Rule Proposal for TDA

So William Kassouf and his antics at this years WSOP brings forth an opportunity to do something really good for the game of poker. Clearly, many of the floor staff had a tough time dealing with this unique individual and found themselves unclear on exactly what rules he was breaking. It just seemed like he had to be breaking some kind of rule right?

The thing is, every time we saw an argument between Kassouf and the floor staff, Kassouf put forth a winning argument that he wasn’t breaking any rules. This put the floor staff in a tough spot. Clearly it seemed like he was being annoying and disruptive and we saw clear evidence that he was totally wasting time in certain spots with no intention to call.
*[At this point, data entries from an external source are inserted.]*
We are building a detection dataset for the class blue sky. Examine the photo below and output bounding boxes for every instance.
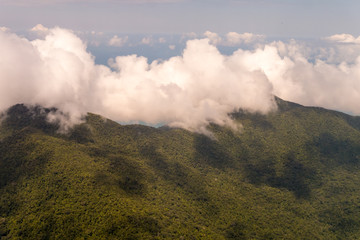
[0,0,360,38]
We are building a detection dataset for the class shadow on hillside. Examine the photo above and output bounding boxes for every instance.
[140,145,217,213]
[0,130,52,188]
[194,134,234,169]
[309,133,360,165]
[244,153,315,199]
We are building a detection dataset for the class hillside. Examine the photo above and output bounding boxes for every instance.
[0,99,360,240]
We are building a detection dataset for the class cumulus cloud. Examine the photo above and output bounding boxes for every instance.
[0,28,276,135]
[0,27,10,32]
[109,35,129,47]
[204,31,265,46]
[204,31,222,45]
[326,34,360,44]
[0,28,360,133]
[141,37,153,45]
[226,32,264,46]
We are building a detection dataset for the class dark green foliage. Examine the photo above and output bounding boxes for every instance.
[0,98,360,240]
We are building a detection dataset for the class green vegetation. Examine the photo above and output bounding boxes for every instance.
[0,99,360,240]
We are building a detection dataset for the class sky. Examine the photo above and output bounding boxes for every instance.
[0,0,360,38]
[0,0,360,135]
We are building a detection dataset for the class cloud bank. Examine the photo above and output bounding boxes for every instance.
[0,28,275,132]
[0,28,360,133]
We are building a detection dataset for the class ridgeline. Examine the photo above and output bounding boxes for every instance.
[0,99,360,240]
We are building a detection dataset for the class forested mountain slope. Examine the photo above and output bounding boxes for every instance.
[0,99,360,239]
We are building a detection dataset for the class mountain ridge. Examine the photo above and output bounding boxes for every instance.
[0,98,360,239]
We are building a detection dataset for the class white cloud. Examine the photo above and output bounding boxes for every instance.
[0,28,275,135]
[326,34,360,44]
[108,35,129,47]
[158,37,166,43]
[204,31,222,45]
[0,27,10,32]
[225,32,264,46]
[0,28,360,133]
[141,37,153,45]
[30,24,49,32]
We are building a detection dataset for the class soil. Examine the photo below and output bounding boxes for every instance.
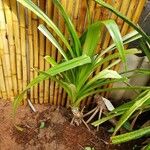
[0,100,141,150]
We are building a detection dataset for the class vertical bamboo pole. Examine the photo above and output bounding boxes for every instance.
[44,0,53,103]
[57,0,66,105]
[50,7,58,105]
[77,0,87,36]
[10,0,23,96]
[27,7,34,103]
[0,0,14,99]
[19,2,27,104]
[32,0,39,104]
[0,35,7,99]
[4,0,17,96]
[39,0,45,104]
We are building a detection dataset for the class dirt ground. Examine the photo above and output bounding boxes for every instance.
[0,100,141,150]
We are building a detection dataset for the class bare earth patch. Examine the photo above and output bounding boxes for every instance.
[0,100,138,150]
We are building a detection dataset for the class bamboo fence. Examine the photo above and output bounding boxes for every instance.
[0,0,146,106]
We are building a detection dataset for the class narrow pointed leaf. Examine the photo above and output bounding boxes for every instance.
[53,0,81,56]
[83,22,104,57]
[13,56,91,114]
[17,0,74,57]
[95,0,150,43]
[114,91,150,135]
[87,70,122,86]
[44,55,58,67]
[111,126,150,144]
[38,24,68,60]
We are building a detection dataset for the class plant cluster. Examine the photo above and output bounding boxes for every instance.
[13,0,150,148]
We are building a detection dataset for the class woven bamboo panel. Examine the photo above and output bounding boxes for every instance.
[0,0,146,106]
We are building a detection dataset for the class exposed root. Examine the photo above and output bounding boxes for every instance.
[83,95,106,131]
[70,107,90,131]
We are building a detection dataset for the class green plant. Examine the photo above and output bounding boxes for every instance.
[13,0,148,124]
[95,0,150,61]
[92,0,150,145]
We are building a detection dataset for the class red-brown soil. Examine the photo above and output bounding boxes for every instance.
[0,100,138,150]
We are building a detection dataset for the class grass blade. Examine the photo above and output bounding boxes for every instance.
[95,0,150,43]
[17,0,74,57]
[13,56,91,115]
[111,126,150,144]
[113,91,150,135]
[53,0,81,56]
[38,24,68,60]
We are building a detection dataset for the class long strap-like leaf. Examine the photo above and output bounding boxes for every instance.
[113,91,150,135]
[17,0,75,57]
[13,55,91,114]
[95,0,150,43]
[38,24,68,60]
[77,20,126,90]
[53,0,81,56]
[111,126,150,144]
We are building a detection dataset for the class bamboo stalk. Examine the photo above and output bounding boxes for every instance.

The combination of overly aggressive “speech play” as well as the excessive tanking and time wasting, can both be covered with the following rule:

“If the Tournament Director deems a player to be disruptive to the game either by their behavior or slow pace of play, the TD reserves the right to issue a penalty after a warning has been given.”

Any player who decides to flirt with the line puts themselves in a position where they could be penalized and that is based solely on the discretion of the floor staff. This certainly gives a TD lots of power over controlling unique situations and doesn’t back them into a corner where they end up arguing over rules that may not be totally applicable to the situation.

What I like most about this phrasing is not simply that it punishes excessive behavior, but more importantly this rule alone can powerfully address the detrimental issue poker faces today: excessive tanking and stalling.

If a player is habitually taking far more time than the rest of his opponents, the floor may issue him a warning that if his pace of play doesn’t speed up, that may result in a one round penalty. This would apply at all stages of the tournament, including, most importantly, around the bubble and in spots where there is a significant pay jump.

Once a player is given a warning, and this should happen only when it becomes clear this player is wasting time, it’s upon him to adjust his play accordingly or face the repercussions of his disruptive actions. Excessive and intrusive banter is disruptive. Habitual tanking and stalling is disruptive. This rule would help tournament directors make sure that the playing experience for everyone in their tournament is enjoyable and played at an acceptable pace.